August 31, 2013
Book Bits | 8.31.13
● Bonds Are Not Forever: The Crisis Facing Fixed Income Investors
By SImon Lack
Summary via publisher, Wiley
Bonds Are Not Forever: The Crisis Facing Fixed Income Investors interweaves compelling, often amusing anecdotes from Lack’s distinguished thirty-year-career as a professional investor with hard economic data showing how we got to the point where bonds—long considered a reliable source of portfolio income—should be handled with extreme caution. Lack also provides investors with a coherent framework for understanding the future of the fixed income markets and, more importantly, answers the question: “Where should I invest tomorrow?”
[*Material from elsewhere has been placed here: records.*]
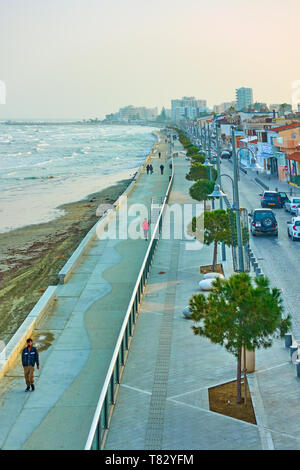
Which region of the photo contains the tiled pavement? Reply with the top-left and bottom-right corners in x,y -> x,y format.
105,149 -> 300,450
0,130 -> 169,449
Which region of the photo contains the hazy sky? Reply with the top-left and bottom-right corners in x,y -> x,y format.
0,0 -> 300,118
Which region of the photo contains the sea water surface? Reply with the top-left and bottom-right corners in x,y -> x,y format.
0,124 -> 156,233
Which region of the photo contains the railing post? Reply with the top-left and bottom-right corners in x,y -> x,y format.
104,394 -> 108,429
110,372 -> 115,405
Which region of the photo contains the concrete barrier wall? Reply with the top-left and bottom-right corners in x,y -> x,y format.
58,209 -> 115,284
0,286 -> 57,379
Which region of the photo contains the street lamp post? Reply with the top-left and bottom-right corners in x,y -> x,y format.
216,124 -> 226,261
231,126 -> 245,272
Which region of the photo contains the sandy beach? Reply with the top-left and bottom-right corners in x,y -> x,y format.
0,179 -> 132,343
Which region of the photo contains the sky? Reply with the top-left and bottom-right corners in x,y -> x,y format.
0,0 -> 300,119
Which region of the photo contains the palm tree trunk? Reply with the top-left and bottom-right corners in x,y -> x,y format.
236,348 -> 242,404
212,242 -> 218,272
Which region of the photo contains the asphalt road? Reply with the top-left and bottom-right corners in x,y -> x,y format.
220,160 -> 300,339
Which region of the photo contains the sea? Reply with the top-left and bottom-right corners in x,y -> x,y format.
0,123 -> 157,233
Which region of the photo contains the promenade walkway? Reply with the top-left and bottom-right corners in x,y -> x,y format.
0,131 -> 170,449
105,145 -> 300,450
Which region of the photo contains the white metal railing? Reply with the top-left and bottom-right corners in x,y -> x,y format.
85,158 -> 174,450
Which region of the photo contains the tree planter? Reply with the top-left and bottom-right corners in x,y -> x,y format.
200,263 -> 224,276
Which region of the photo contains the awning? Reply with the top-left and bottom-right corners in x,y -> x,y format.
285,152 -> 300,162
257,152 -> 274,158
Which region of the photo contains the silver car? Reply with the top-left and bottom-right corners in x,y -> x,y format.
287,216 -> 300,241
284,196 -> 300,214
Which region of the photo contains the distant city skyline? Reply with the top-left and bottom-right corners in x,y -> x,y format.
0,0 -> 300,119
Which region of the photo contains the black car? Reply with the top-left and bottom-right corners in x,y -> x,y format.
249,209 -> 278,237
221,150 -> 232,159
278,192 -> 291,207
260,191 -> 282,207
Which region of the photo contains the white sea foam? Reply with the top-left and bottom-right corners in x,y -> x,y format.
0,125 -> 155,233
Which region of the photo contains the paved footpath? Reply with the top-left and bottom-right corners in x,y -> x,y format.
105,145 -> 300,450
0,130 -> 170,449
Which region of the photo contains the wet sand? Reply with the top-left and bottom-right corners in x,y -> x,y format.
0,179 -> 132,343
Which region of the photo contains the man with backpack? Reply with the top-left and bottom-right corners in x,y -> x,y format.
22,338 -> 40,392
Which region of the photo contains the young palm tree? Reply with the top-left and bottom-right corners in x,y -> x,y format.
190,273 -> 291,403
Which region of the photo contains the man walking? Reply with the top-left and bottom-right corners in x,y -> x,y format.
142,217 -> 150,241
22,338 -> 40,392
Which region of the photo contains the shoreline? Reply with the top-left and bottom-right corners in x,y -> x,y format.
0,131 -> 159,343
0,179 -> 132,343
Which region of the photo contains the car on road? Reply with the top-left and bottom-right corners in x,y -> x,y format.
221,150 -> 232,159
249,209 -> 278,237
278,191 -> 290,207
210,155 -> 221,164
284,196 -> 300,214
260,191 -> 282,207
287,216 -> 300,241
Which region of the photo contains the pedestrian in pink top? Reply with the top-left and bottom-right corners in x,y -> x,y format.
142,217 -> 150,241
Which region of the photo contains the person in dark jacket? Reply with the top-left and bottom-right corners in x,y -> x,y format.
22,338 -> 40,392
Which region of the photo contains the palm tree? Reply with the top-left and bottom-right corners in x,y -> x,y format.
190,273 -> 291,403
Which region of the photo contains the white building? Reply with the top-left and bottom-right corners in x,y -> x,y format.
236,87 -> 253,111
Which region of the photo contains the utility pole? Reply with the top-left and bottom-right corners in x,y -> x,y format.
231,126 -> 245,272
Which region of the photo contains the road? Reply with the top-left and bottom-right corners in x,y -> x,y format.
221,160 -> 300,339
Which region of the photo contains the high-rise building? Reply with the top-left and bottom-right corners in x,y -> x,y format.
171,96 -> 207,121
236,87 -> 253,111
● The Empire Trap: The Rise and Fall of U.S. Intervention to Protect American Property Overseas, 1893-2013
By by Noel Maurer
Summary via publisher, Princeton University Press
Throughout the twentieth century, the U.S. government willingly deployed power, hard and soft, to protect American investments all around the globe. Why did the United States get into the business of defending its citizens' property rights abroad? The Empire Trap looks at how modern U.S. involvement in the empire business began, how American foreign policy became increasingly tied to the sway of private financial interests, and how postwar administrations finally extricated the United States from economic interventionism, even though the government had the will and power to continue.
● Quantitative Investing: Strategies to exploit stock market anomalies for all investors
By Fred Piard
Summary via publisher, Harriman House
This book provides straightforward quantitative strategies that any investor can implement with little work using simple, free or low-cost tools and services. But what exactly is quantitative investing? There are various possible definitions of quantitative investing, but the author defines it as: "Identifying reasonable and measurable hypotheses about behaviours of the financial market so as to make investment decisions with an acceptable confidence in expected returns and risks." The main advantages in using quantitative models are that they:
* Make the investment process independent of opinions and emotions (the most important factor for an individual investor), and
* Make it reproducible by anyone at any time (the most important factor for a fund)
● Europe's Deadlock: How the Euro Crisis Could Be Solved - And Why It Won't Happen
By David Marsh
Review via Public Service Europe
A smaller eurozone with a directly elected president, single finance ministry and central control over national budgets could strengthen the currency bloc – but political resistance to the loss of sovereignty makes it an impossible goal, according to the author of a new book on the crisis.
In Europe's Deadlock: How the Euro Crisis Could Be Solved – and Why It Won't Happen, David Marsh outlines a 10-point plan that would, he claims, "underpin the bloc for the longer term". But Marsh – the chairman and founder of the Official Monetary and Financial Institutions Forum, who was previously a City banker and Financial Times writer – admits that the proposals are "unrealisable".
● The Natural Gas Revolution: At the Pivot of the World's Energy Future
By Robert W. Kolb
Summary via publisher, FT Press
Robert W. Kolb reveals how new gas resources are transforming the global energy industry, redistributing economic and geopolitical power in stunning ways. Kolb’s The Natural Gas Revolution explains the new promise of natural gas to stimulate economies and enrich human life — and objectively assesses the major environmental risks that accompany fracking, horizontal drilling, and today’s massive new LNG infrastructures. He places natural gas in broader context, clearly and carefully explaining what it will really mean to global economics, geopolitics, investors, the environment, and consumers.
● Financial Justice: The People's Campaign to Stop Lender Abuse
By Larry Kirsch and Robert N. Mayer
Review via Deseret News
In 2007, Sen. Elizabeth Warren, D-Mass., then a professor of consumer and bankruptcy law at Harvard Law School, wrote a paper called "A Fair Deal for Families: The Need for a Financial Products Safety Commission," which ran in a small academic publication called "Democracy."
Three years later, President Barack Obama signed the Dodd-Frank Wall Street Reform and Consumer Protection Act, which created the Consumer Financial Protection Bureau. How one woman's idea became law is the story told by Larry Kirsch and Robert N. Mayer in their new book "Financial Justice: The People's Campaign to Stop Lender Abuse."